Few organic beekeepers have reported bee losses, suggesting that natural and organic bee keeping methods may be the solution. In addition, organic farmers who maintain wildlife habitat around their farms are helping to encourage bees to pollinate their crops. “The main difference between our farm and our conventional neighbors is the amount of wildlife and insect habitat that we have around the edge of our farm,” said Greg Massa, who manages Massa Organics, a fourth generation 90-acre certified organic rice farm near Chico. Massa started growing organic almonds six years ago, and works with a small, organic beekeeper in Oregon who brings in 30 hives to his farm. Massa’s farm has a large wildlife corridor which has been revegetated with native plants and covered in mustard, wild radish, and vetch, a favorite of bees and also a good nitrogen source for his rice crop.

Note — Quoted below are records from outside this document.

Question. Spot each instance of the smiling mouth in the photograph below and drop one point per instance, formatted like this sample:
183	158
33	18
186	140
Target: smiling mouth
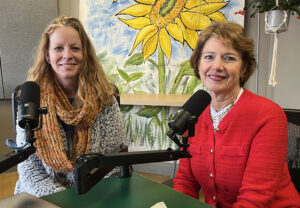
67	65
216	78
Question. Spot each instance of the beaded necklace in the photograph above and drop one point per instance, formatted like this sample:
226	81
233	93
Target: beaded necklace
218	116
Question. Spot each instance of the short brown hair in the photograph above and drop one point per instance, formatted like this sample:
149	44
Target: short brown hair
234	35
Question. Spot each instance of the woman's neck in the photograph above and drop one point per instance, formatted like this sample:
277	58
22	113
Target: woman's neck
70	88
220	101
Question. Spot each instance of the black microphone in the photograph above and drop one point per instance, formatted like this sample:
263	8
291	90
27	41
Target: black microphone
28	113
193	107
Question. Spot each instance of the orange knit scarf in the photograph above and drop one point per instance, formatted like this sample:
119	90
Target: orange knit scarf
49	143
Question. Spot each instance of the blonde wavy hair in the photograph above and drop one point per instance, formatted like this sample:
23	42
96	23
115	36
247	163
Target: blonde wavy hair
91	74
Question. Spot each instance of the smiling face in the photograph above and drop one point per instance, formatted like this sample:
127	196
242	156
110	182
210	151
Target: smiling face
220	67
65	54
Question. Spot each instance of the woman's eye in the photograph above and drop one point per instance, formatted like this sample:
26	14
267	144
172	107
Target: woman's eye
230	58
76	48
208	57
59	48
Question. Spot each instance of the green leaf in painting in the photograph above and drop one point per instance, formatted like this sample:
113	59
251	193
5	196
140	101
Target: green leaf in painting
124	75
135	60
186	68
149	111
126	108
191	85
135	76
101	55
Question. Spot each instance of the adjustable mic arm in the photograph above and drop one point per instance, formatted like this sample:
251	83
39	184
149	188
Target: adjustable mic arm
91	168
19	155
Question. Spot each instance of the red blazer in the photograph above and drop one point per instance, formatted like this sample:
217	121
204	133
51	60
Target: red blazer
243	162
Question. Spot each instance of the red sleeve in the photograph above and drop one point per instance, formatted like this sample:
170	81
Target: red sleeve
266	160
184	180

Time might be running out for the bees, but there are simple actions we can take to make a difference. First, support organic farmers who don’t use pesticides and whose growing methods work in harmony with the natural life of bees. In particular, buy organic almonds. Don’t use pesticides in your home garden, especially at mid-day when bees most likely forage for nectar. You can also plant good nectar sources such as red clover, foxglove, bee balm, and other native plants to encourage bees to pollinate your garden. Provide clean water; even a simple bowl of water is beneficial. Buy local honey; it keeps small, diversified beekeepers in business, and beekeepers keep honeybees thriving. In addition, you can start keeping bees yourself. Backyard and urban beekeeping can actively help bring back our bees. Finally, you can work to preserve more open cropland and rangeland. Let’s use our political voices to support smart land use, the impact of which will not only result in cleaner water, soil, and air, but also just might help save the humble honeybee.